Le président du Sénat Gérard Larcher (LR) a demandé "solennellement" ce 7 janvier la publication des résultats de cette expérimentation.
200 à 400 vies sauvées par an
Selon le gouvernement, reprenant des projections d'experts du Conseil national de sécurité routière, une baisse de 10 km/h permettrait de sauver "entre 200 et 400 vies par an".
"On pourrait même atteindre 600 si on la fait vraiment appliquer", assure la présidente de la Ligue contre la violence routière, Chantal Perrichon.

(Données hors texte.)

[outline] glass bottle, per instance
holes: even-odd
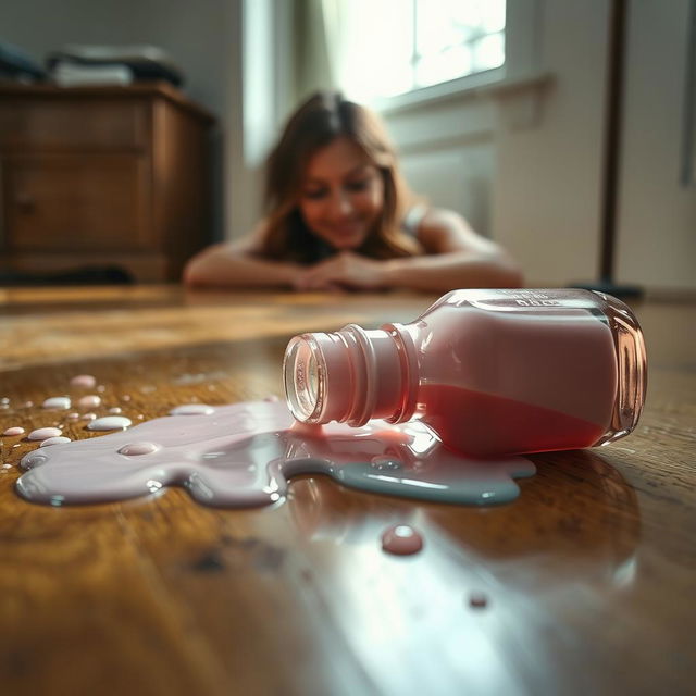
[[[613,442],[647,382],[632,311],[574,289],[452,290],[409,324],[296,336],[283,371],[298,421],[418,418],[471,457]]]

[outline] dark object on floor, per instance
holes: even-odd
[[[0,41],[0,79],[33,82],[46,78],[46,71],[21,48]]]
[[[84,266],[54,273],[26,273],[0,270],[0,285],[129,285],[134,277],[127,271],[115,266]]]

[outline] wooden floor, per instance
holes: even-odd
[[[290,336],[410,321],[432,299],[0,289],[0,432],[60,420],[40,403],[82,373],[103,385],[101,412],[134,421],[279,394]],[[303,476],[273,508],[181,489],[51,508],[14,490],[36,445],[0,438],[0,693],[693,693],[696,304],[635,309],[650,363],[637,431],[533,457],[500,507]],[[381,550],[396,522],[422,552]]]

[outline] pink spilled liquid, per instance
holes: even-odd
[[[423,537],[408,524],[395,524],[382,534],[382,548],[395,556],[411,556],[423,548]]]
[[[211,506],[283,499],[299,474],[325,474],[362,490],[463,505],[507,502],[513,478],[532,476],[521,457],[468,459],[419,422],[298,426],[287,407],[258,401],[170,415],[130,430],[26,455],[16,483],[27,500],[50,505],[123,500],[184,486]]]

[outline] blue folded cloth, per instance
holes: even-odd
[[[0,76],[10,79],[45,79],[46,71],[21,48],[0,41]]]

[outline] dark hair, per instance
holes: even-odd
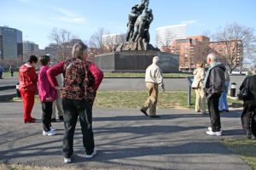
[[[40,60],[42,65],[47,65],[48,63],[49,62],[49,55],[42,55],[39,58],[39,60]]]
[[[38,57],[36,55],[31,55],[29,57],[28,62],[29,63],[37,63],[38,61]]]
[[[73,58],[82,58],[83,53],[86,50],[88,47],[82,42],[75,43],[72,48],[72,57]]]

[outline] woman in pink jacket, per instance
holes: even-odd
[[[42,102],[43,135],[52,136],[55,134],[55,129],[51,128],[50,124],[52,104],[57,99],[57,91],[51,87],[46,74],[49,65],[49,56],[43,55],[39,60],[42,66],[38,73],[38,94]]]

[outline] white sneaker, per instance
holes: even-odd
[[[212,132],[212,131],[207,131],[206,132],[207,134],[210,135],[210,136],[213,136],[213,135],[216,135],[216,136],[221,136],[222,135],[222,131],[218,131],[218,132]]]
[[[55,135],[55,131],[50,129],[49,131],[45,132],[44,130],[43,130],[43,135],[44,136],[53,136],[53,135]]]
[[[93,152],[90,155],[85,155],[85,158],[86,159],[90,159],[92,158],[95,155],[96,155],[97,150],[96,149],[94,149]]]
[[[71,163],[71,157],[70,158],[64,157],[64,163]]]
[[[211,127],[208,127],[208,131],[212,131]],[[221,131],[221,129],[220,129],[220,131]]]

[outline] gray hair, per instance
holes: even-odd
[[[215,53],[211,53],[207,55],[207,60],[211,59],[212,62],[217,62],[218,61],[218,56]]]
[[[75,43],[72,48],[73,58],[82,58],[83,52],[87,49],[87,46],[82,42]]]
[[[159,62],[160,59],[158,56],[154,56],[152,60],[152,62],[154,64],[157,64]]]

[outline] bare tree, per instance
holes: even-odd
[[[231,71],[238,66],[241,69],[245,60],[255,59],[256,37],[252,28],[235,22],[218,31],[215,38],[223,42],[222,54]]]
[[[89,40],[90,47],[94,48],[97,54],[104,53],[104,44],[102,41],[102,35],[108,34],[104,28],[99,28],[96,32],[95,32]]]
[[[58,30],[54,28],[49,36],[56,48],[56,57],[58,60],[65,60],[71,54],[70,42],[73,37],[65,29]]]

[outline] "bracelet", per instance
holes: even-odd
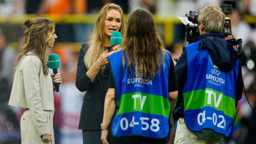
[[[100,124],[100,129],[101,130],[108,130],[108,127],[103,127],[103,124]]]

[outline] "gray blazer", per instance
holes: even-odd
[[[53,80],[42,72],[42,62],[28,52],[22,58],[14,75],[9,105],[29,108],[40,135],[51,132],[43,110],[54,110]]]

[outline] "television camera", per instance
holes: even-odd
[[[228,13],[232,13],[232,5],[220,5],[220,7],[222,8],[223,13],[226,15]],[[197,11],[190,11],[188,14],[185,14],[187,17],[187,20],[191,22],[186,25],[186,38],[187,41],[190,42],[193,38],[196,38],[199,35],[199,28],[198,24],[198,15],[199,13]],[[184,23],[184,22],[183,22]],[[230,40],[228,40],[228,42],[230,43],[232,46],[236,46],[236,53],[238,57],[241,57],[243,54],[242,51],[242,39],[235,39],[234,36],[232,35],[231,30],[231,22],[229,17],[225,17],[225,24],[223,28],[222,33],[224,34],[226,37],[228,35],[231,35],[232,38]]]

Les associations d'automobilistes et de motards sont vent debout contre la décision. Elles dénoncent, à l'instar du président de 40 millions d'automobilistes Daniel Qero, une "décision plus politique que rationnelle". "On s'accroche à ce totem de la vitesse. Mais on a augmenté le nombre de radars depuis 2014 et rien n'a changé. On ne peut pas attendre des résultats de cette mesure", fulmine-t-il.
Dans un communiqué de presse diffusé le 5 janvier, plusieurs personnalités ont en revanche manifesté leur soutien au projet. "Plus d’un tué sur deux, le tiers des blessés hospitalisés plus de 24h, voilà le triste bilan de l’accidentologie du réseau bidirectionnel. Il n’y a aucun argument pour renoncer à cette mesure, sauf à considérer que l’on peut se priver d’un gain de 350 à 400 vies chaque année", insistent les signataires. "Tous les travaux des experts, les éléments d’analyse en situation confirment que la réduction des vitesses de circulation entraîne une réduction du nombre et de la gravité des accidents : moins de perte de contrôle ou de trajectoire, réduction des distances d’arrêt, énergie cinétique moindre lors d’un choc donc lésions corporelles moindres, voilà quelques évidences scientifiques qu’il ne faut pas oublier à l’heure de décider".
Selon eux, ces réduction "n’aura aucun effet délétère : même les temps de route ne subiront pas d’allongement significatif puisque le trafic sera plus fluide et mieux régulé", affirment-ils en citant à l'appui également la "réduction des consommations de carburant avec le double impact économique et écologique". Il est par ailleurs "indécent de parler de « pompe à fric » alors que respecter la limitation permet à chacun d’éviter la sanction et qu’il ne faut jamais oublier le coût humain et économique de l’accidentologie", ajoutent-ils.
L'appel est signé par Manuel Valls, mais également les ex-présidents du Conseil National de la Sécurité Routière Arnaud Jung et Robert Namias, Frédéric Péchenard, ex-délégué Interministériel à la Sécurité Routière, Philippe Lauwick, président de l’Automobile Club Médical de France et Éric Elkouby, membre du Groupe d’Etudes Sécurité Routière.